Black lung most often stems from working in the coal industry or in the manufacturing of graphite or man-made carbon products and has no known cure. The risk of getting black lung depends on how much time has been spent around coal dust. There are two types of black lung: simple and complicated. The symptoms associated with simple black lung are few and is known as coal workers pneumoconiosis. It has a good prognosis but it can progress into the more complicated progressive massive fibrosis (PMF), the symptoms of which may include a long term cough and shortness of breath.
The Queensland Government has blamed systemic failures and wide-spread complacency for the re-emergence of black lung disease.
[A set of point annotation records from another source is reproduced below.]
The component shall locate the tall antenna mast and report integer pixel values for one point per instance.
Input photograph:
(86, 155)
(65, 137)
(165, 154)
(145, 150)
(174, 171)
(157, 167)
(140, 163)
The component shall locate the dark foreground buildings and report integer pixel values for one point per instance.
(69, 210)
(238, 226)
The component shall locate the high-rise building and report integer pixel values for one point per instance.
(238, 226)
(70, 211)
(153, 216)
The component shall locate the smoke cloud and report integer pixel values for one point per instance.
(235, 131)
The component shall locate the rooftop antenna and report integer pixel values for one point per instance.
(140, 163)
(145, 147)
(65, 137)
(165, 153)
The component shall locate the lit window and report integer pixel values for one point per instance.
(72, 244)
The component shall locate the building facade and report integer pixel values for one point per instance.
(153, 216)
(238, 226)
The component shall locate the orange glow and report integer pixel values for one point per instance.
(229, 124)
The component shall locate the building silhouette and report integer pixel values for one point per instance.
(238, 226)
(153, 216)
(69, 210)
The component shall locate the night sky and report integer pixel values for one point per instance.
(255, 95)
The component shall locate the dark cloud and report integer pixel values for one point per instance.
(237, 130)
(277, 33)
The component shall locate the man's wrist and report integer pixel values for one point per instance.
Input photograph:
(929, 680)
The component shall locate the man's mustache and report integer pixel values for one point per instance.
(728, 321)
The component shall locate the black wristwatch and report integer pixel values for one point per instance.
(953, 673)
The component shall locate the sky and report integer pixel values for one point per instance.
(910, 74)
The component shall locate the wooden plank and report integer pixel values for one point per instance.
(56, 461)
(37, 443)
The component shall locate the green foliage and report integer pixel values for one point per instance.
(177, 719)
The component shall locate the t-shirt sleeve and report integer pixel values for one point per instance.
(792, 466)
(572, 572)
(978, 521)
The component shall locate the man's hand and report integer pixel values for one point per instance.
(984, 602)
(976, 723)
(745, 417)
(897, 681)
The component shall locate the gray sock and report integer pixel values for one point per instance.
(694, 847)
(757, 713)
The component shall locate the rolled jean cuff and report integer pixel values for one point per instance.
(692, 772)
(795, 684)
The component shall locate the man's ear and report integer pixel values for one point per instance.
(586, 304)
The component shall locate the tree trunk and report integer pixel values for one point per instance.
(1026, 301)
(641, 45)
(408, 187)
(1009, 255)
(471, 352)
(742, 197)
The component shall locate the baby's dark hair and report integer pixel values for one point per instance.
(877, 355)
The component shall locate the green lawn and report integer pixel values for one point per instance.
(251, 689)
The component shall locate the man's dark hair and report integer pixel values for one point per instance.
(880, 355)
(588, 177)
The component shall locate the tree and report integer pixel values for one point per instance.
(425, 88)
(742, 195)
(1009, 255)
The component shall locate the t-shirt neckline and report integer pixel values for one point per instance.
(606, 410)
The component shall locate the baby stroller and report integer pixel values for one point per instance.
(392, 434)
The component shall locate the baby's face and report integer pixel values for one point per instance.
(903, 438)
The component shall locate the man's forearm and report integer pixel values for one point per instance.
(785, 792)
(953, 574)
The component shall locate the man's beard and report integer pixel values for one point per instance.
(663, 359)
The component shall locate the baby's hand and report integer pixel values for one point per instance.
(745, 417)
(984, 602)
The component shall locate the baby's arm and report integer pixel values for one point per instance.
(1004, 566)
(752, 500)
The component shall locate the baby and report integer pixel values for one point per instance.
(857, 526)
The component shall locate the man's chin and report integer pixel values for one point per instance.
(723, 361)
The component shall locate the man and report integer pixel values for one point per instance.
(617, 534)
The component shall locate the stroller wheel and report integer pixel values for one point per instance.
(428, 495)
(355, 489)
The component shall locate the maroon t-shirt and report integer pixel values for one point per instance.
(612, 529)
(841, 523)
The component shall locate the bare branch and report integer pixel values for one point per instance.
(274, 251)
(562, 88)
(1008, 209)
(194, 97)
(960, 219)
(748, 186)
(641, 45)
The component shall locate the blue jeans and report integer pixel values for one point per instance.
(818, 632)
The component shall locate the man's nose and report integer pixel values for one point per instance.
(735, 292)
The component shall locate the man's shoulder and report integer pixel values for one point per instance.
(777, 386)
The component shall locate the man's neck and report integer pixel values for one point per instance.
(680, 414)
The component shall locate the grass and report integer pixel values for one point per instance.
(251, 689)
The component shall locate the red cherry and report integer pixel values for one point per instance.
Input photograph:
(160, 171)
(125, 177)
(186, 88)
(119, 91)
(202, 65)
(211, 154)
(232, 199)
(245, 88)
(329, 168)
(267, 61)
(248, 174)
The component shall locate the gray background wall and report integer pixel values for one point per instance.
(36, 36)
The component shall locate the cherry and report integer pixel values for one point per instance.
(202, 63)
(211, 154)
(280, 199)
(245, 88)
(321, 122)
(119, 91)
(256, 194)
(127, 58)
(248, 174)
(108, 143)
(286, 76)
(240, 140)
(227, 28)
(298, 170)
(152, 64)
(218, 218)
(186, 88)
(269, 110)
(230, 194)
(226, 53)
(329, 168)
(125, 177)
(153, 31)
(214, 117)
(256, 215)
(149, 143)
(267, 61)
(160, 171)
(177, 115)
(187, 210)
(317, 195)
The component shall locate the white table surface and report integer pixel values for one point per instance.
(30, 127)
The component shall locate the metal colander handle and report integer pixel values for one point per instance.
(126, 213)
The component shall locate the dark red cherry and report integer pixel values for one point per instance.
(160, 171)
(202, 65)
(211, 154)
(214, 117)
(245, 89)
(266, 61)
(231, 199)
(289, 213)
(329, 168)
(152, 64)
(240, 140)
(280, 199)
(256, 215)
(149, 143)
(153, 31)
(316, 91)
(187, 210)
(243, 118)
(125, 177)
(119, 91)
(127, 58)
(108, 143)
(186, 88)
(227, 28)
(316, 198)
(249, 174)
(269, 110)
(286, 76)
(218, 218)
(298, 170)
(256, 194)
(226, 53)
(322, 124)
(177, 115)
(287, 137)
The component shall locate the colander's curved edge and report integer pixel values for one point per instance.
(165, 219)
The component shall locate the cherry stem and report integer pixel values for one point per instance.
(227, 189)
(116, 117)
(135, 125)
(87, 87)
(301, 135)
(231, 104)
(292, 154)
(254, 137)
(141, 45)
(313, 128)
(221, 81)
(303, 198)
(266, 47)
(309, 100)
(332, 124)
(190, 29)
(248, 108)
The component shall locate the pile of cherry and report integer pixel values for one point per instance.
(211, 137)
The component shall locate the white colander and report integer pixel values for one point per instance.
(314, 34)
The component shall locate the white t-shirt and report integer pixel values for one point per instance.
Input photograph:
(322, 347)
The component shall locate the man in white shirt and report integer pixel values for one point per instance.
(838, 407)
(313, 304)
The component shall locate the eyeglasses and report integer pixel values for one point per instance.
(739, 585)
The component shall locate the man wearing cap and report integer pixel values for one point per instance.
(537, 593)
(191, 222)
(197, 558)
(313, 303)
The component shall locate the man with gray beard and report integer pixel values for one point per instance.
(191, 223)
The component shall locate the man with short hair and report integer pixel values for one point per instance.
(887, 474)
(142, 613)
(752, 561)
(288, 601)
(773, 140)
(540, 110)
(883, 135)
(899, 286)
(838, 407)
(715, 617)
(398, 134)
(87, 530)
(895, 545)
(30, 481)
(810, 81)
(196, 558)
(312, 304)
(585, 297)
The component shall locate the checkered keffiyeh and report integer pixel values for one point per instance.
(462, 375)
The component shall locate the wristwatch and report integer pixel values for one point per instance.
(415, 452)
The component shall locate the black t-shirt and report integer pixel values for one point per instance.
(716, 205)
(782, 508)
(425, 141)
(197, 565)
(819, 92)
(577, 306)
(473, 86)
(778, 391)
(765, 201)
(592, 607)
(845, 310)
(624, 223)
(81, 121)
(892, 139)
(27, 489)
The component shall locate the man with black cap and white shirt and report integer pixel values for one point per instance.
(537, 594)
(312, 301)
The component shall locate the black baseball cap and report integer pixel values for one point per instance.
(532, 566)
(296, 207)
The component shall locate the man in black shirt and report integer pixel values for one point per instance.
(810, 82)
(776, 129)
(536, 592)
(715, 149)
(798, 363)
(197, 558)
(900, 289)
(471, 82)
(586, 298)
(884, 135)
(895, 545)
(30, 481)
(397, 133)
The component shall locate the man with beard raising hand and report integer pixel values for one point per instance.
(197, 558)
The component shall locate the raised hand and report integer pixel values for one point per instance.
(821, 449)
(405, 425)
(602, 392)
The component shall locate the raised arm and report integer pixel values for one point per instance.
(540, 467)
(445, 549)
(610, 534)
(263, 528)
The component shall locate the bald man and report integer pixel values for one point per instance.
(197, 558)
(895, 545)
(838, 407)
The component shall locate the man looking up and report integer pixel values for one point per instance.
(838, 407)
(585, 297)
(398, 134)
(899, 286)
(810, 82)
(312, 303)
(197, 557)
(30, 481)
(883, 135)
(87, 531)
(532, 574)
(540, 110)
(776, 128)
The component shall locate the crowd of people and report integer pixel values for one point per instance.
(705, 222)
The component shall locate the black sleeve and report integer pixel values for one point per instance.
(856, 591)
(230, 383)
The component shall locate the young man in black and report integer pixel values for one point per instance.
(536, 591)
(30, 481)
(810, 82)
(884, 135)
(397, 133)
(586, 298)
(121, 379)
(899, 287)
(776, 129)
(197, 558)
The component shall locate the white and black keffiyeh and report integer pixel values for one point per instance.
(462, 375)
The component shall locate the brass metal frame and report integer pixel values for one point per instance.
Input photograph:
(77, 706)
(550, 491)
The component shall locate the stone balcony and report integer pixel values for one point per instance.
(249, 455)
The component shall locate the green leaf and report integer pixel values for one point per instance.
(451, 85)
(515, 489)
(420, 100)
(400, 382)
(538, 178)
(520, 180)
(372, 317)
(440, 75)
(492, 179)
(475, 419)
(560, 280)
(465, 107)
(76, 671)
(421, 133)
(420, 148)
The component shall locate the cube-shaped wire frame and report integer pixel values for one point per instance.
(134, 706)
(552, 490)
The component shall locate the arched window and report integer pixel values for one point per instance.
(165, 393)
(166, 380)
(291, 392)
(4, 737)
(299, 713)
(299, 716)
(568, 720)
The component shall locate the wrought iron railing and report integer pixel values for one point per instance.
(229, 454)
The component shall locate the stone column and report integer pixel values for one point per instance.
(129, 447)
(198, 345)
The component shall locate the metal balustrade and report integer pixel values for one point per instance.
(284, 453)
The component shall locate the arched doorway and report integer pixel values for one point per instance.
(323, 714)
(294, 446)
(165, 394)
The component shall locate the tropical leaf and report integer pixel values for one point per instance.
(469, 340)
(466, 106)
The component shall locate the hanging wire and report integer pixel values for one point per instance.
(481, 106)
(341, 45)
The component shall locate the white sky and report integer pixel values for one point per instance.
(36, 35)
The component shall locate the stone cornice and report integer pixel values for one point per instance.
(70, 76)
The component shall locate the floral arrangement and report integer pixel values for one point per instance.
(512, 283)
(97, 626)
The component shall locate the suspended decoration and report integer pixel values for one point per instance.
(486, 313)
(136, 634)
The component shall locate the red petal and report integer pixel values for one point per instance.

A six-month study conducted by Professor Malcolm Sim from Monash University into Queensland's Coal Mine Workers Health Scheme found it highlights massive system failure and incompetence by inadequately trained radiographers that allowed sick miners to slip through the net. It failed to protected Queensland's 5500 coal miners.
‘Black lung disease or Pneumoconiosis raises its ugly head 30 years after its eradication in Queensland. Pneumoconiosis caused by long term exposure to coal dust.’
Minister for State Development and Minister for Natural Resources and Mines, Anthony Lynham has also announced 18 more suspected cases after X-rays were reviewed by health experts in the US. The revelation of new cases on top of the 11 already diagnosed. Until Australian radiologists skills were bought up to US standards, new chest X-rays would be sent overseas. Around 20 of the 40 radiologists now being trained to US standards would be able to read chest X-rays for black lung disease after examinations in October. "That is very concerning for us absolutely, very concerning," Dr Lynham said. Lowering the 'safe allowable dust level' at Queensland mines, which operate at 'the national standard' but at higher levels than in New South Wales mines, was now being considered by Safe Work Australia, Dr Lynham mentioned.
Queensland Resources Council CEO Michael Roche said one case of black lung was one too many. Mr. Roche said what was more important that coal miners use protective equipment against dust.
All underground coal mines are offering their workers new checks on current X-rays or fresh X-rays if it was taken more than two years ago. The best treatment is to get an early diagnosis and make it manageable. Health costs for mine workers would be met through existing workers compensation schemes.
Dr Lynham also announced a three-pronged plan to prevent new cases; identify existing cases early and provide a safety net for workers with the disease. Dr Lynham said he would also continue to lobby the Federal Government to establish a national screening program that includes retired coal miners.